Thursday January 5th 2023, 11:25 - 14:45 UTC
Roughly 30 minutes after a RDC deployment, our internal device availability dashboards started showing a sharp drop in available iOS devices. We were alerted to this drop and noticed that our iOS device availability was down to ~50%. During this time, customers would have seen the affected devices as “busy” or otherwise unavailable, but existing sessions (started before the deployment) were not affected.
iOS devices gradually became unavailable after an RDC deployment because the service responsible for device cleaning failed, and non-clean devices could not be made available to users. The device cleaning failed due to a spike in requests to the app resigner service causing internal iOS apps installed during device cleaning to fail.
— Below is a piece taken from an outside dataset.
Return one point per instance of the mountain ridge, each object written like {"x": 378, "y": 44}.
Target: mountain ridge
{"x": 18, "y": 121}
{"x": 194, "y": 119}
This was because these internal iOS apps were not properly cached after the deployment.
We immediately rolled back to the previous RDC version (before identifying the culprit) since the issue was correlated with a deployment. It is unclear (but also unlikely) to have fixed the issue entirely, as the resigner service was already in an unrecoverable state.
Disk space on the resigner cache server was 100% utilized, and the web server was throwing HTTP 500 error responses. This was cleared to make more space, and the web server was restarted. After this, requests to resigner service were still high but were gradually being processed, and device availability was recovering.
We are looking at better monitoring and management of the cache server and resigner service.